- Santé
- Pompe à insuline : une iniquité dénoncée par les personnes atteintes de diabète, Diabète Québec et 16 municipalités
Pompe à insuline : une iniquité dénoncée par les personnes atteintes de diabète, Diabète Québec et 16 municipalités
Camille Turgeon | 9 septembre 2026
Au Québec, l’âge auquel on reçoit un diagnostic de diabète de type 1 peut faire toute la différence : avant 18 ans, la pompe à insuline est couverte par le gouvernement; après 18 ans, il faut la payer de sa poche.
La pompe à insuline est un appareil portatif qui permet d’administrer de l’insuline en continu. Elle permet de réduire le nombre d’injections et d’alléger une partie de la charge mentale liée à la gestion de la maladie.

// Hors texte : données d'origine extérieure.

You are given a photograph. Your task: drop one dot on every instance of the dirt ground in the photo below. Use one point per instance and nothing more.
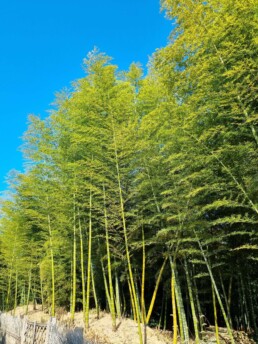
(100, 331)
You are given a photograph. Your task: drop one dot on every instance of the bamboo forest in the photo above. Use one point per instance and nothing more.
(140, 190)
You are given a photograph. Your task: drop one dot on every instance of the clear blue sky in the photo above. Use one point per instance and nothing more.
(43, 43)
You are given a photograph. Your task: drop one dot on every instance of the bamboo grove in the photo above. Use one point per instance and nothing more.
(140, 192)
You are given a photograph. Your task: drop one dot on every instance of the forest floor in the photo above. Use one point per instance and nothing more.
(100, 331)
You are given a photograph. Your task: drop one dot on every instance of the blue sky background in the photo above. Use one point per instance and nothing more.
(43, 43)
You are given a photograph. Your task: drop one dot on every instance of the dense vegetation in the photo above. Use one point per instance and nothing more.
(140, 193)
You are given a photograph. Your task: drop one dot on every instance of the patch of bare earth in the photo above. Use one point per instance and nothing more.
(100, 331)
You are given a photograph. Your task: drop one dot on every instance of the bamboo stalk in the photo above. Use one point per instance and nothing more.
(215, 315)
(111, 290)
(154, 295)
(191, 299)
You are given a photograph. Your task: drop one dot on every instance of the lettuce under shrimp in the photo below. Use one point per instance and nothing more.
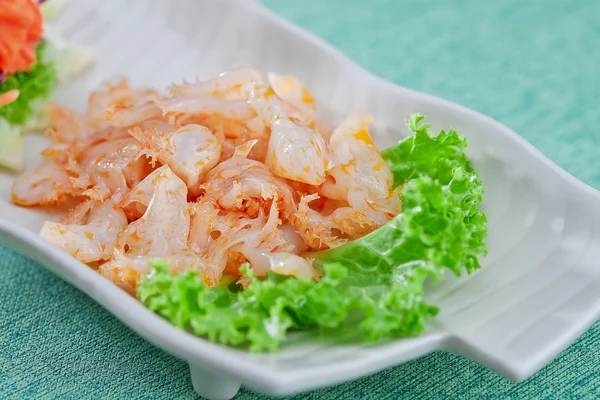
(379, 277)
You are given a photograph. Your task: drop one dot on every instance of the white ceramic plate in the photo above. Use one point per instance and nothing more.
(540, 285)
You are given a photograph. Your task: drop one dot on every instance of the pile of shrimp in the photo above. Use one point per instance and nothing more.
(209, 176)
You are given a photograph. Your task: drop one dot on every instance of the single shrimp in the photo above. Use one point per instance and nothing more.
(296, 151)
(235, 181)
(191, 109)
(114, 166)
(48, 184)
(243, 238)
(191, 151)
(361, 176)
(161, 232)
(120, 105)
(227, 85)
(92, 241)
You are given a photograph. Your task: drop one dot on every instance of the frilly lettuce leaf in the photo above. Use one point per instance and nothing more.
(11, 146)
(36, 84)
(68, 59)
(378, 278)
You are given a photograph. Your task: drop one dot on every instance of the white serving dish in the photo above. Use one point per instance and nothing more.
(540, 285)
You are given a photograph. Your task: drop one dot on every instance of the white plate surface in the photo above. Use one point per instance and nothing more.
(540, 285)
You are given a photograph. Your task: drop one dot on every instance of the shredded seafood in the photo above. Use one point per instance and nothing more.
(209, 176)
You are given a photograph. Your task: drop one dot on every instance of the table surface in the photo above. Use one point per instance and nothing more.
(532, 65)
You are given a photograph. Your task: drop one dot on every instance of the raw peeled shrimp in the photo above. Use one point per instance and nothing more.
(190, 151)
(119, 105)
(112, 167)
(92, 241)
(361, 176)
(296, 151)
(48, 184)
(236, 180)
(227, 85)
(161, 232)
(243, 175)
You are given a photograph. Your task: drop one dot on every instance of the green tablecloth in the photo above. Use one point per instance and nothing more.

De plus, ce traitement médical diminue les chances de complications à long terme et augmente l’espérence de vie.

L’accès à cette technologie est très difficile pour les personnes dont les coûts ne sont pas couverts par le gouvernement : sans compter les fournitures, qui coûtent entre 300 $ et 400 $ par mois, la pompe à elle-seule coûte 7 000 $ et doit être remplacée à tous les cinq ans.
Ainsi, plusieurs adultes ne peuvent pas se permettre cette pompe.
« On a la même maladie, on a les mêmes besoins cliniques, on a les mêmes complications possibles à long terme; on n’a pas accès au même traitement. Et tout ça pour une question d’âge ou d’années de diagnostic. C’est absolument inéquitable. C’est un non-sens. »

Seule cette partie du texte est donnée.